OTOH, there are likely times where it is OK to work with the physical struct even though we have a more precise logical type available. And also use-cases where practicality just beats purity (because it is clear enough for the user that this will happens).

I like the overall idea, but a few comments.

  1. Like Petr, I dislike $ and prefer :, which is a natural, more readable separator. (My emacs habits of editing remote files with /ssh:host:... would actually like it to be /numpy:... with no end character, but [...] is fine! I wondered about URIs, with, say, numpy:// and struct://, but that really seemed not all that helpful.)
  2. Perhaps more important: there will be mistakes and hence there likely will be a need for different versions. Should the ability to add a version number be included from the get-go? Of course that can just be a different prefix, but perhaps good to define? In terms of the code being a pip-installable package, one could think of allowing numpy>=2 – protocol versions will probably usually go with package versions…)
  3. Giving byte-order before the element, like <[...], seems weird. Should it not be part of the definition itself? At least, for aliases, I think something like struct:>dd will be clearer than having the byte order at the start.

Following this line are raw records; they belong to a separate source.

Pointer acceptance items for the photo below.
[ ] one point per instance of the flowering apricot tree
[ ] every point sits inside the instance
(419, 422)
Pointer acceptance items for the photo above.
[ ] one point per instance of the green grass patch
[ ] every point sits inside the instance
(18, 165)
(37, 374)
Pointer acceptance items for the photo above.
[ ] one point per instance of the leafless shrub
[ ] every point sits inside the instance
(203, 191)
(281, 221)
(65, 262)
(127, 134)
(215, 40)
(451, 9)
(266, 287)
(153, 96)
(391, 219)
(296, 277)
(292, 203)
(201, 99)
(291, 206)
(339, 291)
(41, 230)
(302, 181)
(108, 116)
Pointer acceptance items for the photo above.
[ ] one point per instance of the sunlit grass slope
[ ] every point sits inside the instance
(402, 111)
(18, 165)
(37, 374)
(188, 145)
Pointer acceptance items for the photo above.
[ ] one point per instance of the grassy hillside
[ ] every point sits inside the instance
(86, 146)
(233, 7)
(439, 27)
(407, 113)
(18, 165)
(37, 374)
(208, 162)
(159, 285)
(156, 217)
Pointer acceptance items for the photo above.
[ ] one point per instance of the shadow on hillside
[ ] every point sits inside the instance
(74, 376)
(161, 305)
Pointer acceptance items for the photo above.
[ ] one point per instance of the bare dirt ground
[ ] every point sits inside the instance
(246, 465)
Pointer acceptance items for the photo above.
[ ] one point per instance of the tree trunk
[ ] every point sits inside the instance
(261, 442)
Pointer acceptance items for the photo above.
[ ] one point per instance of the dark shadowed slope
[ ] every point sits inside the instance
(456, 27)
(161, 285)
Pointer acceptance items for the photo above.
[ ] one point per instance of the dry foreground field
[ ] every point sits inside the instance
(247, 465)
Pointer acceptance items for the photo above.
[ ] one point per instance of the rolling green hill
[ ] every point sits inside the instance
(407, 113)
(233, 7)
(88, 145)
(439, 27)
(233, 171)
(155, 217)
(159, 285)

p.s. Small thing: do add links to the buffer protocol and the standard struct format to the text, to save people like me from having to look them up: Buffer Protocol — Python 3.13.3 documentation and struct — Interpret bytes as packed binary data — Python 3.13.3 documentation

Separately, would it be possible to give a concrete example in the draft PEP, perhaps how StringDType could be implemented? The numpy PR linked to does not make clear how it would work. I think effectively the buffer would need to have two parts, the pointers/lengths and a blob with the actual (medium and long) strings. What would shape, strides, suboffsets, etc., be?

I do think having a struct alias would generically be a great idea. For the StringDType case, how would the struct alias be represented?

Am travelling and going to get back in a bit.

Sounds like one more nudge toward just using :, I gave my small reason for avoiding it and don’t mind that at all (i.e. we get numpy:numpy.dtypes:StringDType identifier sep and model sep)!
So will probably just change it in the next iteration.

there will be mistakes and hence there likely will be a need for different versions.

The question is at which level? NumPy can version as much as it wants via the name, and that doesn’t need a provision, e.g. numpy-2. I wouldn’t even do that. For numpy:numpy.dtypes.StringDType:<...> only the ... part will need care if extended (i.e. dtype specific versioning). And yes, we may want to do that, but it seems like a NumPy discussion not a PEP one.

At the [] level, I suspect we already have enough flexibility characters to do versioning somehow, but if much desired, I would be happy to provision something. (But I think you meant at the dtype level.)

Giving byte-order before the element, like <[...] , seems weird.

It can be, but the buffer protocol/struct provisions for a leading > to change everything to big endian. I opted for nudging to honor that, although I agree (and I think that is how it is written) that it is fine not to (and even more convenient probably!).
I had two small nudges towards that. First, for types without parameters it may actually be convenient (i.e. cpp:bfloat16 if we get there) and second, I thought that if we do this, it may nudge towards more care about refusing to read the wrong byte-order.

would it be possible to give a concrete example in the draft PEP, perhaps how StringDType could be implemented?

The Cython proof of concept does exactly two things with this addition:

  1. Get access to the elements through which are an opaque struct/typedef in NumPy.
  2. Get access to the NumPy dtype object through the custom format string.

After that, we can work with the data via the NumPy C-API. The actual ABI is opaque here. Maybe it is enough to clarify this in the PR and/pr next PEP draft iteration?
I don’t want to explain more here! This is enough for NumPy at the moment (we may expose the ABI, but I am not convinced it is even interesting here).
I don’t want to diverge into how strings are be stored in practice and the merits/trade-offs that we can or cannot do in NumPy (or here).